Analizando la historia de la lucha de clases que corre en estos días, de manera clara surge, no solo la verdad de cuales son los intereses que a cada clase social, partido político los mueve, sino lo más importante: qué clase, qué partido político, qué programa, está en condiciones de dar al traste con el estado de cosas existente y resolver, de fondo, los grandes problemas nacionales.
Veamos solo un ejemplo: el impuesto del 5.5% a gasolina, diesel y gas automotriz. Siendo un impuesto que va a influir de manera grave hacia la inflación económica del país y golpeara a las capas de la mediana y la pequeñaburguesía y de manera contundente a la clase obrera, puesto que impactará a la alza en efecto dominó el sistema de precios de mercancías y servicios de consumo popular y por tanto, en los hechos, reducirá el poder adquisitivo del salario, la ruina y quiebra de los medianos, pequeños productores y servicios.
Queda demostrado que ningún funcionario -y no se puede esperar otra cosa de ellos-, de los distintos niveles de gobierno municipal, estatal o federal, ha salido a defender los intereses de los trabajadores y el pueblo. Las declaraciones de Guillermo Ortiz , Gobernador del Banco de México y de Marcelo Ebrard, Jefe de Gobierno del Distrito Federal, solo son palabrería que sugieren que el primero, no ha sido tomado en cuenta para introducir este impuesto y que le asusta que el Ejecutivo Federal y el Congreso de la Unión, pongan en riesgo “la estabilidad macroeconómica” que él, junto con otros neoliberales desde el sexenio de Miguel de la Madrid, vienen cuidando a favor de los monopolios y del imperialismo, y el segundo, sabiendo que una nada despreciable porción de ese impuesto irá directamente a las arcas de las finanzas de cada entidad federativa en proporción directa al consumo de esos combustibles, solo alcanza a decir que no está de acuerdo con dicho impuesto “porque afecta a la población”, para efectos propagandísticos electoreros.

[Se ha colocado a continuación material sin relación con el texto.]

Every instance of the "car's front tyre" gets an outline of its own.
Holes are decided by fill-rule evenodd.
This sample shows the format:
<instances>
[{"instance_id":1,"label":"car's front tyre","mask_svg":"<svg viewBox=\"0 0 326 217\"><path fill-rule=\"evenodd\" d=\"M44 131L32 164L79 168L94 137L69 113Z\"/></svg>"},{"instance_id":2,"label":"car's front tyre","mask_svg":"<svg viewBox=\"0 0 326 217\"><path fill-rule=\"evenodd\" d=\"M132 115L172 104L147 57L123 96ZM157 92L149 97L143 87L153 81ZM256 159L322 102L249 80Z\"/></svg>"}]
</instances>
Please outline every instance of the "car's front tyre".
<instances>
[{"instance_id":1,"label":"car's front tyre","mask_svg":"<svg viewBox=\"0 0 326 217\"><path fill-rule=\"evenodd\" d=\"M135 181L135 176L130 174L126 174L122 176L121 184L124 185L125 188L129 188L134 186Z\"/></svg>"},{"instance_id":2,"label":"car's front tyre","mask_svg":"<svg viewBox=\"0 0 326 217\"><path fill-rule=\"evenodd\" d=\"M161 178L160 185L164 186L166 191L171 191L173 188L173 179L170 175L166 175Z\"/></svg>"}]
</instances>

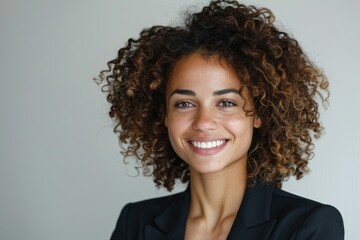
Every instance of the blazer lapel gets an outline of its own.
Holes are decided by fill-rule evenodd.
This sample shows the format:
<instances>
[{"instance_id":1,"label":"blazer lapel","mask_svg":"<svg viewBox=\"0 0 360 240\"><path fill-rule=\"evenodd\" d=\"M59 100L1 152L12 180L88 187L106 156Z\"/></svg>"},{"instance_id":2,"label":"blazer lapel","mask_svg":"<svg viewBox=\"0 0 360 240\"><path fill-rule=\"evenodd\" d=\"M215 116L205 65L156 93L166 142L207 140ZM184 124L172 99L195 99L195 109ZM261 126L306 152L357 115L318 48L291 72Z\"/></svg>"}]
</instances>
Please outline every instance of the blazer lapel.
<instances>
[{"instance_id":1,"label":"blazer lapel","mask_svg":"<svg viewBox=\"0 0 360 240\"><path fill-rule=\"evenodd\" d=\"M276 223L270 219L273 188L257 182L245 192L243 202L228 235L232 239L268 239ZM190 205L189 188L174 196L155 219L145 227L145 240L183 240Z\"/></svg>"},{"instance_id":2,"label":"blazer lapel","mask_svg":"<svg viewBox=\"0 0 360 240\"><path fill-rule=\"evenodd\" d=\"M145 240L184 239L186 218L190 205L190 191L187 189L175 195L152 225L145 226Z\"/></svg>"},{"instance_id":3,"label":"blazer lapel","mask_svg":"<svg viewBox=\"0 0 360 240\"><path fill-rule=\"evenodd\" d=\"M270 219L272 191L271 186L259 181L246 190L227 239L269 238L276 223L276 219Z\"/></svg>"}]
</instances>

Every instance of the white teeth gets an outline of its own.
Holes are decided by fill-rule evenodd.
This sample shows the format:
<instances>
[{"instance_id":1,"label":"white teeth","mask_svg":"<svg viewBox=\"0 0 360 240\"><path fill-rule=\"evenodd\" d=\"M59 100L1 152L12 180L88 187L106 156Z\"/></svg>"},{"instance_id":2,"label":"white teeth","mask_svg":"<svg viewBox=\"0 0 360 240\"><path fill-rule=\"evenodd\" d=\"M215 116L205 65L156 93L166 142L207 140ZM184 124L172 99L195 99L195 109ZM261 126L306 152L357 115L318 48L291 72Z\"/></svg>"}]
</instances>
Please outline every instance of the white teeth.
<instances>
[{"instance_id":1,"label":"white teeth","mask_svg":"<svg viewBox=\"0 0 360 240\"><path fill-rule=\"evenodd\" d=\"M191 144L194 145L197 148L214 148L218 147L220 145L223 145L225 143L225 140L216 140L216 141L210 141L210 142L198 142L198 141L191 141Z\"/></svg>"}]
</instances>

Queda también demostrado que ningún partido político y sus personeros como el PAN, PRI, PRD, PANAL, Convergencia, PT con escaños en el Congreso de la Unión y otros de la misma calaña con curules en los congresos estatales, han salido a defender la economía popular frente a esta declaración de guerra contra la vida del pueblo. El PRI, sólo ha alcanzado a sugerir, en un cálculo electorero criminal, que sea el PAN, quién cargue con la paternidad de tal impuesto, pero que ellos gustosos lo van a aprobar a cambio de la reducción del 30% de las tarifas eléctricas -solo para empresas e industria- y no para el consumo de toda la población y que el nuevo CETU o ITU disminuya en la misma proporción al aumento de estos hidrocarburos. ¿Y el PRD? Engolosinado con la reforma electoral, sólo alcanza a decir que votará en contra.
Los charros y neocharros, cruzados de brazos y dejan manos libres a gobiernos, partidos políticos y capitalistas, para que actúen libremente.
Los capitalistas y los imperialistas, que son los realmente dueños de gobiernos y partidos políticos del régimen, ven con agrado, que sus intereses, están siendo celosamente custodiados.
Ante este escenario, los obreros, campesinos pobres, amplias masas populares, nos damos cuenta de que solo de nuestra independencia de clase, de nuestra organización, de nuestra lucha, podrán venir mejores días para nuestra vida.
Desde todas las trincheras de la convergencia nacional de oposición proletaria y popular contra este régimen de opresión, hambre y miseria, construyamos el Frente Único del pueblo. Desde la Convención Nacional Democrática, el Diálogo Nacional, La Otra Campaña, la Asamblea Popular de los Pueblos de Oaxaca, el Frente de Pueblos en Defensa de la Tierra, el Frente Nacional Contra la Represión, nuestra respuesta debe ser de lucha y disposición al combate.